Well, I like to think of it more as a Post Modern Stress Disorder. The big comic events this summer are Convergence (DC Comics) and Secret Wars (Marvel). These are big event storylines, and are each publisher’s attempt to create fresh new stories with properties that are decades old. Stories of different versions of our favorite heroes in different worlds and dimensions all colliding into a new story telling reality. These are new versions of your classic heroes. Not so new as you wouldn’t recognize them, but maybe a slight spin on thing.

No longer do we need to know 50 years of stories to get the storyline. It’s all going to be accessible to and perhaps was even made for a new generation, but without, at the same time, alienating the demographic that has spent the most money. This demographic being the dudes in their forties, who are still reading comics and spending too much money on them (ahem). The new Secret Wars is the fun, summer blockbuster. This is a new take on all the stories but there is some part of me that doesn’t care.

When Marvel announced the Secret Wars storyline I shrugged. Somehow, when the time traveling alternate reality story lines become more prevalent then the actual regular story lines, it becomes the norm and for me, loses its thrill and excitement. Part of me longs for the old stories. New stories about heartache, defeat and coming back from all odds; character stories that I feel a nostalgia for. The death of Gwen Stacy in Spiderman comics happened 40 years ago and has there ever been a story in the Spiderman mythos that has resonated as much as that one? The new remixed post modern take of heroes who had a different pivotal moment in a story and everything changed is interesting to a point, but for me they’re not as interesting as regular character development.  Its as if the “what if” storylines have become the mainstream and just good old story driven comics are the weird fringe comics.

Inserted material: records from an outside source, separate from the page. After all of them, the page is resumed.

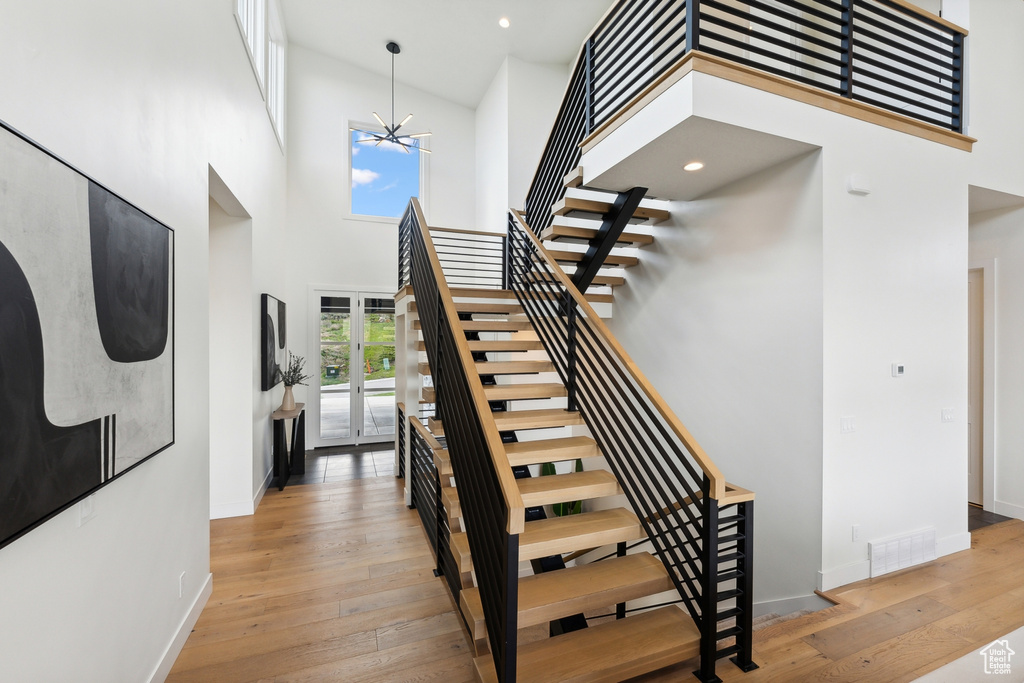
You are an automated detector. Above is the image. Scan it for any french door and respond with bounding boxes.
[307,289,395,446]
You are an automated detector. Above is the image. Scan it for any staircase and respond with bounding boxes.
[399,200,753,682]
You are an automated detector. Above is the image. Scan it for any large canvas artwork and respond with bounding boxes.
[260,294,288,391]
[0,124,174,547]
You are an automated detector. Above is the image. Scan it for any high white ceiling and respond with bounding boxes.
[280,0,613,109]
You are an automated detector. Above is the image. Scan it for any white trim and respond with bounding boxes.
[754,593,833,617]
[968,258,995,511]
[992,501,1024,519]
[818,560,871,591]
[253,463,273,514]
[210,501,256,519]
[150,573,213,683]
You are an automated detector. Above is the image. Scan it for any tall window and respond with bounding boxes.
[234,0,288,147]
[350,126,425,218]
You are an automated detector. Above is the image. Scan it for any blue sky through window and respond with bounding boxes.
[351,130,422,218]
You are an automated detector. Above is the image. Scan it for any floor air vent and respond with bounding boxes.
[867,527,935,579]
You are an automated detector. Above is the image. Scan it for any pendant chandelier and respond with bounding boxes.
[352,41,431,155]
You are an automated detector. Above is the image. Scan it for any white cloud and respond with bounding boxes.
[352,168,381,187]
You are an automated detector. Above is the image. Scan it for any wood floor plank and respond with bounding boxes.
[168,477,472,683]
[803,596,956,661]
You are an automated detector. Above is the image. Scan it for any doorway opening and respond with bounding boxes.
[309,289,395,447]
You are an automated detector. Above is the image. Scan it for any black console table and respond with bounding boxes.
[270,403,306,490]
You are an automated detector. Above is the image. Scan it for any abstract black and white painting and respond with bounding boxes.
[260,294,288,391]
[0,124,174,547]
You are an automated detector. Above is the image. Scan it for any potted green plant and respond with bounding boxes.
[278,351,312,411]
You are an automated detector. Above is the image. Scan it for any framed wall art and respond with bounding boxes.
[260,294,288,391]
[0,123,174,547]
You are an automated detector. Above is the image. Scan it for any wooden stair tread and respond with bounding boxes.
[474,605,700,683]
[450,529,473,573]
[551,197,671,223]
[427,408,584,436]
[541,225,654,246]
[460,553,673,640]
[548,249,640,267]
[409,301,522,315]
[516,470,623,507]
[476,360,555,375]
[505,436,601,467]
[441,486,462,524]
[494,408,584,431]
[417,360,555,378]
[562,166,583,187]
[434,449,453,477]
[458,318,534,332]
[483,382,568,400]
[526,271,626,287]
[449,287,515,301]
[519,508,643,561]
[416,339,548,353]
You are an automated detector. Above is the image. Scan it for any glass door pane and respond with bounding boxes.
[319,296,355,440]
[360,295,395,441]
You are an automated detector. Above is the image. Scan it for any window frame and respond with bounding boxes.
[345,119,433,225]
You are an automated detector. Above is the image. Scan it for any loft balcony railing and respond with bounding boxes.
[525,0,967,232]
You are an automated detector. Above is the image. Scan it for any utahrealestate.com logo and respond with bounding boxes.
[980,640,1016,675]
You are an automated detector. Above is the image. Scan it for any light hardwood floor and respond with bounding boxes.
[638,520,1024,683]
[168,477,1024,683]
[168,476,474,683]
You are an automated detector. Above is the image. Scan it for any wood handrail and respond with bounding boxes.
[882,0,968,36]
[410,197,526,535]
[409,417,444,452]
[430,225,505,238]
[512,211,726,500]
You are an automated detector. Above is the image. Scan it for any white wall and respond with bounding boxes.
[971,206,1024,519]
[475,59,510,232]
[967,0,1024,196]
[0,0,285,682]
[209,198,256,519]
[502,57,569,214]
[608,153,821,602]
[583,66,970,601]
[476,56,568,232]
[280,45,475,421]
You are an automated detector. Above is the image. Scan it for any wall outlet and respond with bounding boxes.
[839,415,857,434]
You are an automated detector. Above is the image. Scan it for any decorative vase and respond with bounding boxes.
[279,384,295,411]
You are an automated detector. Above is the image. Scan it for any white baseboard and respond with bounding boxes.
[210,470,273,519]
[818,528,970,591]
[150,573,213,683]
[754,593,833,617]
[818,560,871,591]
[935,531,971,557]
[992,501,1024,519]
[210,501,255,519]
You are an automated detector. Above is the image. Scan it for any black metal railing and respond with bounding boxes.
[409,418,469,614]
[524,0,965,233]
[430,227,505,289]
[508,210,753,680]
[401,198,524,682]
[395,403,406,479]
[398,222,506,290]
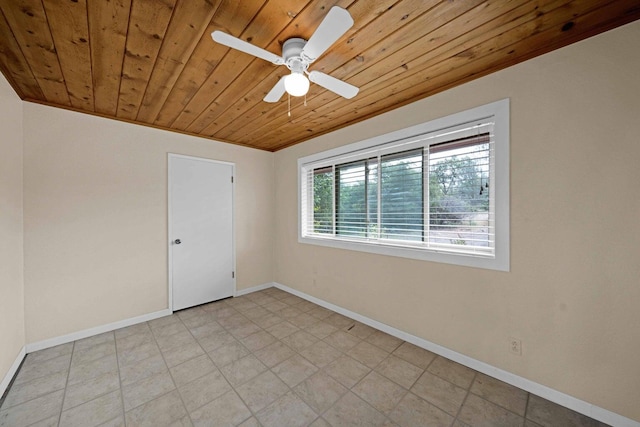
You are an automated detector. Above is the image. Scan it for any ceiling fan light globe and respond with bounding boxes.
[284,73,309,96]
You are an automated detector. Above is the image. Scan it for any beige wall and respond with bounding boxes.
[0,75,25,382]
[275,22,640,420]
[24,103,274,343]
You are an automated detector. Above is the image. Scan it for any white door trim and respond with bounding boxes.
[167,153,237,313]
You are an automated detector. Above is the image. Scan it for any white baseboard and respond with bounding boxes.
[234,282,276,297]
[273,283,640,427]
[0,347,27,398]
[25,309,172,353]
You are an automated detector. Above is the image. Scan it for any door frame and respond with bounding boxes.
[167,153,237,313]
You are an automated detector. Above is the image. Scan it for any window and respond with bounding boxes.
[298,100,509,271]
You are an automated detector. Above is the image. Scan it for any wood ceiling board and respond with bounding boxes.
[251,1,626,150]
[195,0,362,138]
[0,0,71,106]
[202,1,370,138]
[214,1,438,141]
[0,0,640,151]
[222,1,484,146]
[42,0,95,111]
[204,0,403,139]
[117,0,176,120]
[87,0,131,116]
[0,10,44,99]
[155,0,270,129]
[180,0,306,133]
[136,0,221,124]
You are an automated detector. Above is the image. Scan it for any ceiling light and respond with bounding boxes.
[284,71,309,96]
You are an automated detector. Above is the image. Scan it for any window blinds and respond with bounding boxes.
[301,120,495,256]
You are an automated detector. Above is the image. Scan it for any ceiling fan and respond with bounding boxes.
[211,6,359,102]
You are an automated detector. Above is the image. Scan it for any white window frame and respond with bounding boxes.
[298,99,510,271]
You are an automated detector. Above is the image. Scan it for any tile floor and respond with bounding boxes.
[0,288,604,427]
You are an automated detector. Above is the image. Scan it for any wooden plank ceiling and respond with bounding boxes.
[0,0,640,151]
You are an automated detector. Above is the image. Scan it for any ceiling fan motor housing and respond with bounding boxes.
[282,38,311,73]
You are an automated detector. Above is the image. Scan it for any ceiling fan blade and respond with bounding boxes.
[262,76,287,102]
[309,71,360,99]
[302,6,353,62]
[211,30,284,65]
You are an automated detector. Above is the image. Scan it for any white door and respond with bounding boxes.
[169,154,235,311]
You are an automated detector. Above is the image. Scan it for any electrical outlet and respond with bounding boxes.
[509,337,522,356]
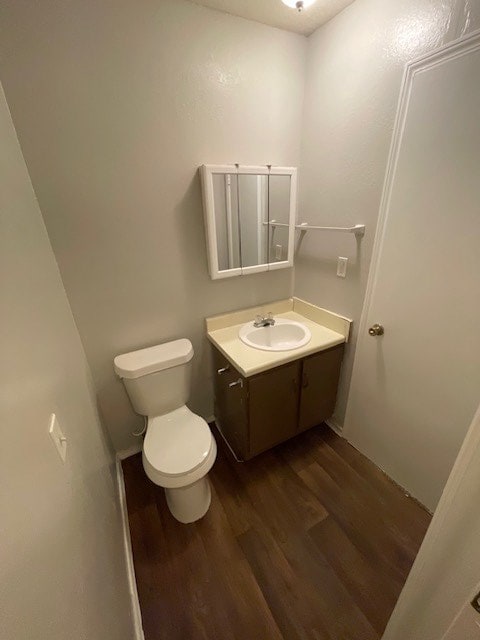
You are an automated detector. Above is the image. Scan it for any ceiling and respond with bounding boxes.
[189,0,353,36]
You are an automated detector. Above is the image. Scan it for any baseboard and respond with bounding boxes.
[116,458,145,640]
[325,418,345,438]
[117,439,143,460]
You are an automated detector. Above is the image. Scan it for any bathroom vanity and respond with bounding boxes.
[207,298,351,460]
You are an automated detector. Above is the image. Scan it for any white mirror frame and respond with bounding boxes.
[200,164,297,280]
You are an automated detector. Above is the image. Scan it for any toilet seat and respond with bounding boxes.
[143,405,216,487]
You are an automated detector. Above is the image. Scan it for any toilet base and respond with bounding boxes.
[165,476,212,524]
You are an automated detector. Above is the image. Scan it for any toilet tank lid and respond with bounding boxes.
[113,338,193,378]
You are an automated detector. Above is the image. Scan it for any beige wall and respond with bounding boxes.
[0,0,306,449]
[295,0,480,425]
[0,87,133,640]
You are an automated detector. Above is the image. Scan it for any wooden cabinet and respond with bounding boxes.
[213,344,343,460]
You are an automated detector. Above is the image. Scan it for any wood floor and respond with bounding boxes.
[123,426,430,640]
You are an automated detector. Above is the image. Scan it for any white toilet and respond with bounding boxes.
[114,339,217,523]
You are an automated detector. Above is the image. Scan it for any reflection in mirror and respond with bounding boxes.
[267,175,290,263]
[238,174,268,267]
[212,173,242,271]
[201,165,297,280]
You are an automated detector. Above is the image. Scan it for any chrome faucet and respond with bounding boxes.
[253,311,275,328]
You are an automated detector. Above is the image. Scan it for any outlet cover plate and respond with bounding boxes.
[48,413,67,462]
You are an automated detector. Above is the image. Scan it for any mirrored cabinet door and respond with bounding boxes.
[268,175,291,268]
[238,173,269,274]
[201,165,296,279]
[212,173,242,271]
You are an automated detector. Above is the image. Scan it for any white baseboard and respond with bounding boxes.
[117,439,143,460]
[116,458,145,640]
[325,418,345,438]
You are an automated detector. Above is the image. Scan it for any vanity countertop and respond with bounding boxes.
[206,298,352,378]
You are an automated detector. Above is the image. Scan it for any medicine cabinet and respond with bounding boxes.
[200,165,297,280]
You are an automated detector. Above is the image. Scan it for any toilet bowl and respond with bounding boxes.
[114,339,217,524]
[142,405,217,524]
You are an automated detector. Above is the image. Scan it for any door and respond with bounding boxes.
[212,347,248,460]
[248,361,300,457]
[345,36,480,509]
[298,344,343,431]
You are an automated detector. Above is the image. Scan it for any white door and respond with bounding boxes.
[345,34,480,509]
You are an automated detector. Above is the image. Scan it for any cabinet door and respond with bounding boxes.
[213,348,248,460]
[248,362,300,457]
[298,344,343,431]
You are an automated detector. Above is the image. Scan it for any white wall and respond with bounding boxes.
[0,87,133,640]
[383,409,480,640]
[295,0,480,425]
[0,0,306,449]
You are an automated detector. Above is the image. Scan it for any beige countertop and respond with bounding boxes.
[206,298,352,377]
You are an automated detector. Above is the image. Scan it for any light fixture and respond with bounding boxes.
[282,0,315,11]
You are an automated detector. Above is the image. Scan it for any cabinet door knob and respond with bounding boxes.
[217,364,230,376]
[368,324,385,336]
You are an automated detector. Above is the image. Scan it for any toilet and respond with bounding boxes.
[114,339,217,524]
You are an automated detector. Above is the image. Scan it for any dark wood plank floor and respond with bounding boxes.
[123,426,430,640]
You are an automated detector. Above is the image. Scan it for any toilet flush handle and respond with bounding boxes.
[368,324,385,336]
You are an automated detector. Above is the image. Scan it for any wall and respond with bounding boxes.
[295,0,480,425]
[0,0,306,449]
[383,408,480,640]
[0,87,133,640]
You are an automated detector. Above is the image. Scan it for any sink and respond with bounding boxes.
[238,318,312,351]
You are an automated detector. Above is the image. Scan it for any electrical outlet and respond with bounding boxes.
[48,413,67,462]
[337,256,348,278]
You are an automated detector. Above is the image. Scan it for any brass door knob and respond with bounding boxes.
[368,324,385,336]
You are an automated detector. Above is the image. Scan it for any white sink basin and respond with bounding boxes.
[238,318,312,351]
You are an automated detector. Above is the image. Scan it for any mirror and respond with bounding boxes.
[201,165,296,279]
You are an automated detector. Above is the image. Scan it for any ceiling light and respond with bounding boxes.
[282,0,315,11]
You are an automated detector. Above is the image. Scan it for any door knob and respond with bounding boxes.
[217,364,230,376]
[368,324,385,336]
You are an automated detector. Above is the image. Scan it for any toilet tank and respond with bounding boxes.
[114,338,193,416]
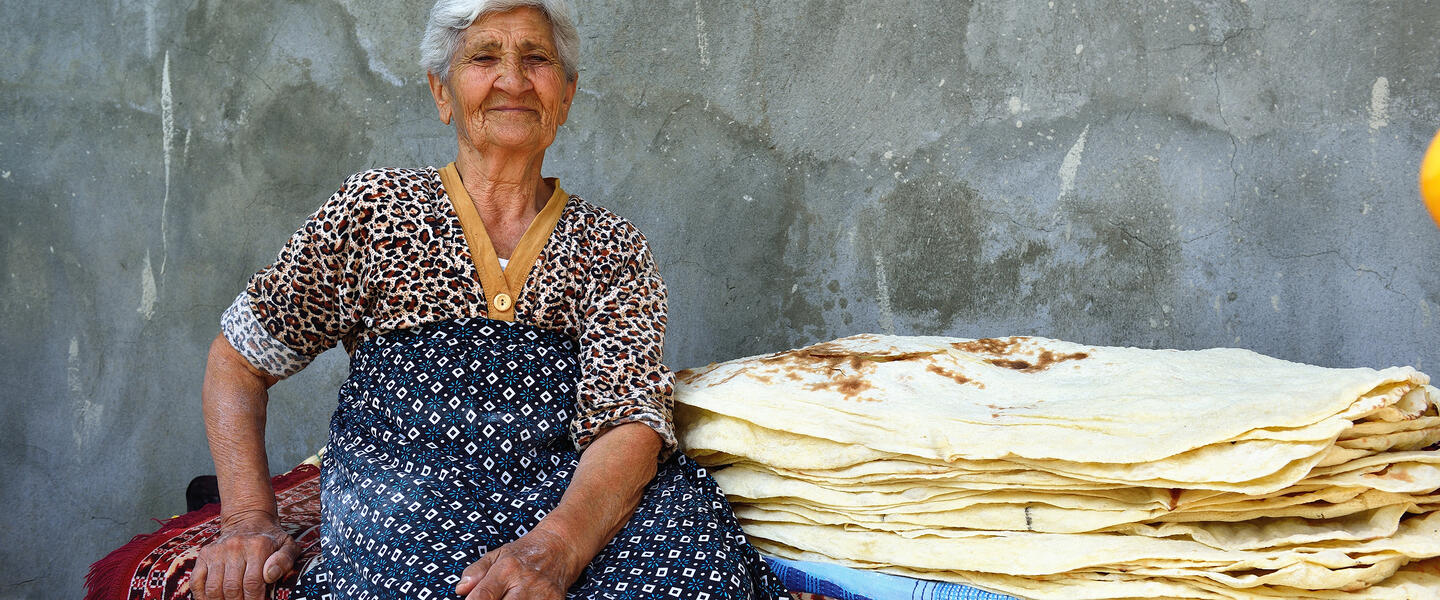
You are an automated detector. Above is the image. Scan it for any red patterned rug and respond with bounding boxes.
[85,465,320,600]
[85,465,829,600]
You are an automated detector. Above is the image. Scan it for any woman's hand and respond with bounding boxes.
[190,515,300,600]
[455,528,586,600]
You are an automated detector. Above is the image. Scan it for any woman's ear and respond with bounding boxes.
[425,73,451,125]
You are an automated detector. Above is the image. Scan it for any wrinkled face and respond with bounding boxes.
[431,7,576,153]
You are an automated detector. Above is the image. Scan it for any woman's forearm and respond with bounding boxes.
[536,423,661,577]
[200,335,276,525]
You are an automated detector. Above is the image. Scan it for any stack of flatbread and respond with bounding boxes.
[677,335,1440,599]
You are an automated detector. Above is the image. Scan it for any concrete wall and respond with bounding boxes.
[0,0,1440,599]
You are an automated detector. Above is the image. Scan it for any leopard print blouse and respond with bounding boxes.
[222,168,675,456]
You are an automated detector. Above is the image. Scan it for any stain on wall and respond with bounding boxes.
[0,0,1440,599]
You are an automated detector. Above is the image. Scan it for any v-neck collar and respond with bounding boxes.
[439,163,570,321]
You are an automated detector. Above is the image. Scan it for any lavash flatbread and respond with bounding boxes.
[677,335,1440,599]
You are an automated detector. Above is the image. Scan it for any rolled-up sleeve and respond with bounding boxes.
[570,230,675,460]
[220,174,364,378]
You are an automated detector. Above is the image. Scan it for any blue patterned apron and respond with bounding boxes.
[295,318,789,600]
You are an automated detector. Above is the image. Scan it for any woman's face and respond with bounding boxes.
[431,7,576,153]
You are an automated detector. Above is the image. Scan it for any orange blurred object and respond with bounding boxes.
[1420,132,1440,226]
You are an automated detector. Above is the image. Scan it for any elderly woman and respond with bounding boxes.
[192,0,785,600]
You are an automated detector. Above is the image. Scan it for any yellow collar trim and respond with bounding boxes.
[439,163,570,321]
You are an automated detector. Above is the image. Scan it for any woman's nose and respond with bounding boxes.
[495,55,530,92]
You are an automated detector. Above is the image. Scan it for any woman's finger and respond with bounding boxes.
[204,555,225,600]
[190,553,210,600]
[220,551,245,600]
[465,570,511,600]
[265,538,300,583]
[240,560,265,600]
[455,548,500,596]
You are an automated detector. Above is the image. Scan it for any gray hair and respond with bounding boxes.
[420,0,580,82]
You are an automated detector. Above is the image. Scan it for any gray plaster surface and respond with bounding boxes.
[0,0,1440,599]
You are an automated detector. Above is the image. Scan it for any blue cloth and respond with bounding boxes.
[765,557,1017,600]
[295,318,788,600]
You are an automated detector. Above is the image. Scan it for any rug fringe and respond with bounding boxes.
[85,465,320,600]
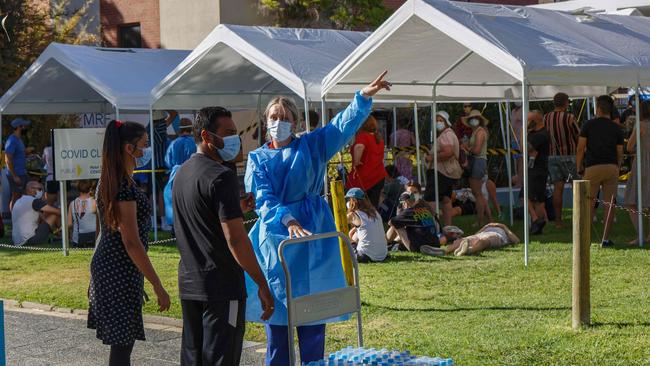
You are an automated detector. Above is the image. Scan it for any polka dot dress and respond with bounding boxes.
[88,178,151,345]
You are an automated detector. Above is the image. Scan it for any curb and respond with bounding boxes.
[0,299,183,329]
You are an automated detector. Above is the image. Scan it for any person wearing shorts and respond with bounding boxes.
[576,95,624,247]
[11,181,61,246]
[528,110,550,235]
[424,111,463,225]
[544,93,580,228]
[424,223,520,257]
[5,118,31,209]
[463,109,488,225]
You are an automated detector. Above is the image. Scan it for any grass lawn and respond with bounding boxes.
[0,207,650,365]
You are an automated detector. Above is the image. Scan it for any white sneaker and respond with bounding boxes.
[420,245,445,257]
[454,239,469,257]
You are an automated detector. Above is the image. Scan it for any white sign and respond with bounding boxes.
[52,128,105,181]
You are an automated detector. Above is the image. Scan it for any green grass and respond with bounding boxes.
[0,209,650,365]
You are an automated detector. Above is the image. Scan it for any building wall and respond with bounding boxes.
[160,0,268,49]
[99,0,163,48]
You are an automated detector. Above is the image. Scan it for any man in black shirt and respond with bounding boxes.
[528,110,551,235]
[576,95,624,247]
[172,107,274,365]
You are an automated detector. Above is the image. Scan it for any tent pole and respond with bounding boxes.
[504,100,515,226]
[431,86,440,215]
[634,84,648,247]
[320,97,329,202]
[393,107,397,147]
[521,77,530,267]
[149,107,158,241]
[413,102,422,184]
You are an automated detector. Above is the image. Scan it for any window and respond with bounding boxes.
[119,23,142,48]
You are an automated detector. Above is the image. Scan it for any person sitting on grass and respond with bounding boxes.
[386,182,440,253]
[425,223,519,257]
[68,179,99,248]
[345,188,388,263]
[11,181,61,246]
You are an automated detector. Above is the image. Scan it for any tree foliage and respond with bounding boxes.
[0,0,99,148]
[260,0,390,30]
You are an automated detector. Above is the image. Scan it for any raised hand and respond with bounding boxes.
[361,70,392,97]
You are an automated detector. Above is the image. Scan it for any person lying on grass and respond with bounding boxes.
[422,223,520,257]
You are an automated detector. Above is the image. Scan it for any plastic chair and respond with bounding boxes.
[278,232,363,366]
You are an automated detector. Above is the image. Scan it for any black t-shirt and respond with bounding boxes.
[172,153,246,301]
[528,128,551,175]
[580,118,624,167]
[390,201,440,251]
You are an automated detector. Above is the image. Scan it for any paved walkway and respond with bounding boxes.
[5,307,264,366]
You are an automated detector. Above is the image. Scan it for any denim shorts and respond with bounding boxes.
[469,157,487,179]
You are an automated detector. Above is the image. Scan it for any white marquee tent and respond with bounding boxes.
[322,0,650,263]
[152,24,368,115]
[0,43,190,114]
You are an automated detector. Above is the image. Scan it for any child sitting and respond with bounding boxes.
[345,188,388,263]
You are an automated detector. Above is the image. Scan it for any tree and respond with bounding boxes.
[0,0,99,148]
[260,0,390,30]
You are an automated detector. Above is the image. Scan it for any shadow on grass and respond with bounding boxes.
[590,322,650,329]
[361,301,571,313]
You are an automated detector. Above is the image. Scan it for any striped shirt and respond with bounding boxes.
[544,111,580,156]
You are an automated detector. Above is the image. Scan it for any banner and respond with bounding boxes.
[52,128,105,181]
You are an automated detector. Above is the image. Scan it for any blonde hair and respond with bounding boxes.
[264,96,300,123]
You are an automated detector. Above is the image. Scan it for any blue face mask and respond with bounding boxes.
[266,119,292,141]
[133,146,153,168]
[208,131,241,161]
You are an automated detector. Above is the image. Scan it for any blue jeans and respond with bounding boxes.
[264,324,325,366]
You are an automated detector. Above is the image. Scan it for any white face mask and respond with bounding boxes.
[266,119,291,142]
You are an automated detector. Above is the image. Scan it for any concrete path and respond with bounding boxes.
[5,306,265,366]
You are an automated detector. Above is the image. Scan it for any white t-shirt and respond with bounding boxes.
[11,195,46,245]
[355,211,388,262]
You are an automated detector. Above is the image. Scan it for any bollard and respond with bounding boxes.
[0,300,7,366]
[571,180,593,330]
[331,180,354,286]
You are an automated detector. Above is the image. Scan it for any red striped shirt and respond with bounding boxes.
[544,111,580,156]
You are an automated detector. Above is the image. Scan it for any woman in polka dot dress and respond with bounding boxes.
[88,121,170,366]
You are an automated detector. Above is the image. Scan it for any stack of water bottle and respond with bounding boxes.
[306,347,454,366]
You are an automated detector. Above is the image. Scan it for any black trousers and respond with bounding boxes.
[181,300,246,366]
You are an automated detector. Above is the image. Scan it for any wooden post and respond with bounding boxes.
[571,180,593,330]
[331,180,354,286]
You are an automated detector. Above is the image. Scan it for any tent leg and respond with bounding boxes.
[305,96,311,132]
[505,100,515,226]
[320,98,329,202]
[431,99,444,214]
[521,78,530,267]
[393,107,397,146]
[413,102,422,184]
[149,108,158,241]
[634,84,648,247]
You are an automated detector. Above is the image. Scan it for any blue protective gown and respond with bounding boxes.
[163,135,196,225]
[245,93,372,325]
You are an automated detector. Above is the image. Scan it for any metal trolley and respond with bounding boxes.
[278,232,363,366]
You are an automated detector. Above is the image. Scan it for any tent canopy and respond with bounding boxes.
[530,0,650,15]
[323,0,650,101]
[152,24,368,109]
[0,43,189,114]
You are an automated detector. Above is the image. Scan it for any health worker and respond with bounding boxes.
[244,71,390,366]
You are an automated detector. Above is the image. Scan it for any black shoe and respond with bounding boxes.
[600,239,614,248]
[530,219,546,235]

“What if”s” were a series originating in the 70s that told a dramatic retelling of stories if the main plot point didn’t happen. “What if Pheonix lived?” “What if Invisible Girl of the Fantastic Four married the Sub-Mariner?” Usually the stories ended with the apocalypse. These “what if” stories have become the norm.

Look at the success of Matt Fraction’s Hawkeye. This Eisner award winning comic has not one cosmic moment. It’s simply a great story. There is no future Hawkeye coming back in time, no evil version of Hawkeye from another dimension here to kill him before he makes the biggest mistake in his life… you get the idea.

I recently picked up the free comic book day version of Eric Larson’s Savage Dragon.  I haven’t been a steady reader of Savage Dragon for many years, but this recap issue talked about the last ten years of continuity, alternate dimensions; time travel and whatnot. It made me feel like the comic was completely inaccessible. Is this the same feeling a ten year old kid feels when he reads the X-Men today?

I don’t watch the show The Flash but I hear it’s great. What struck me was the fact that apparently, the next season is going to have to do with time travel and Earth2, and alternate realities. Is this what people want? Wouldn’t it make sense to hold on to this storyline, tease it out, use the time travel thing when everything else is stale? It seems to me that the writers are going to the time travel ace in the hole too soon.

When the original episode of Star Trek, “Mirror, Mirror” came out it was mind-blowing. I don’t know, I wasn’t born yet. But it blew my mind when I saw it on channel 11 as a kid. One of the reasons it was so amazing was that it was weird and different. Due to a transporter accident, Kirk is sent to an alternative version of the Enterprise where the crew is evil. This takes the already weird concept of a future where humans are in space to explore rather than conquer and the ship is manned by a crew of men and women of different nationalities working together with aliens, peacefully. This was written during the 60s when strife in America was at an all time high and families were being torn apart by war and society. Star Trek gets even weirder by showing an alternate dimension where Starfleet is evil. It was mind blowing. And it was over forty years ago. And of course Star Trek revisited this mirror universe several times on several of their future series, books.

Today in this post-modern world, these types of stories are normal. Take an old story and tell it again in a new way, with a modern twist. But really its just shuffling the cards and dealing the same deck, maybe this time sideways or upside down. It’s really not pushing the genre, it’s trying to sell the same old idea with new wrapping paper.

Scientists are even saying that if the universe is infinite there exists another you somewhere doing exactly what you are doing or one you who made a slightly different choice along the way. Perhaps in this alternative reality, comics are being created that tell new stories and at the heart of the story are the true struggles of a hero. Or maybe mainstream comics are all romance comics.